The Board of Supervisors is slated Tuesday to consider imposing a series of regulations on where and how hemp growers can operate within unincorporated areas of Riverside County.
The proposed Industrial Hemp Cultivation & Manufacturing Ordinance, No. 348.4931, will be the subject of a public hearing toward the end of the board’s regular meeting.
The measure would supersede all prior regulations and establish controls on plot arrangements, including setbacks from public rights-of-way and schools, tied to both indoor and outdoor hemp grows, which are legal countywide but require registration and licensing through the county Office of the Agricultural Commissioner.
A total of three hearings were conducted by the county Planning Commission prior to the proposed ordinance being submitted to the board, which in June 2019 ended all remaining prohibitions on hemp farming in unincorporated communities.
The main difference between hemp and unadulterated marijuana is the tetrahydrocannabinol — or THC — content. Hemp leaves have about three-tenths of 1% of the compounds contained in cannabis leaves, according to the Office of County Counsel.
Advocates of hemp production and research say its properties have proven benefits in treating some skin and heart disorders. It’s also used in clothing and other commercial applications.

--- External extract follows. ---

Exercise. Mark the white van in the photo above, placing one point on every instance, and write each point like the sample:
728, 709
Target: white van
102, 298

Unlike cannabis, hemp is not federally designated as a controlled substance, and production is permitted on Native American lands, under the supervision of the U.S. Department of Agriculture. The Santa Rosa Band of Cahuilla Indians began permitting hemp grows in the area of Mountain Center in January.
Countywide, there are 110 registered growers, as well as 13 licensed seed breeders, according to the Transportation & Land Management Agency.

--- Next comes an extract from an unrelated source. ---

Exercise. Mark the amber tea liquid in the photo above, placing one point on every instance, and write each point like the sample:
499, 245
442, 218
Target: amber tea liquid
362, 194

The proposed ordinance recognizes that hemp cultivation is heavy on water usage, and for that reason, the measure would specifically prohibit all grows in the Santa Margarita River Watershed, which encompasses all unincorporated space around Temecula and Winchester, along with the communities of Aguanga, Anza and Sage.
“The Santa Margarita River Watershed has a heightened sensitivity related to water usage and water quality, resulting in a greater need to ensure that large-scale ground water extraction is better managed,” according to a TLMA statement posted to the board’s agenda.
Other requirements under the proposed ordinance include:
— indoor and outdoor hemp cultivation must be a minimum of 1,000 feet from all schools, daycare centers, public parks and youth centers;
— indoor hemp grows must be inside fully enclosed spaces and must be a minimum of 25 feet from the nearest adjoining residential or commercial plot line;
— in specifically zoned areas, covering most of the county, outdoor hemp cultivation must be set back 100 feet from an adjoining plot boundary, though a few locations only require a 25-foot setback;
— all indoor cultivation sites must rely on 20% renewable energy for production;
— all indoor and outdoor sites must have water conservation and recapturing mechanisms in place to “minimize use of water where feasible”;
— all sites must receive prior scrutiny by their local water agency to show that they do not pose a risk of excess or wasteful water consumption; and
— all sites must install lighting systems that do not disturb neighbors, or use methods that shield neighboring properties from “light trespass.”
The ordinance further proposes limitations on hours of operation to reduce noise, and hemp production would not be permitted to be co-located with cannabis grows. However, to date, the board has not authorized a single commercial marijuana farm in an unincorporated area.
The total cost of implementing the ordinance in the current fiscal year will be about $10,000, according to TLMA.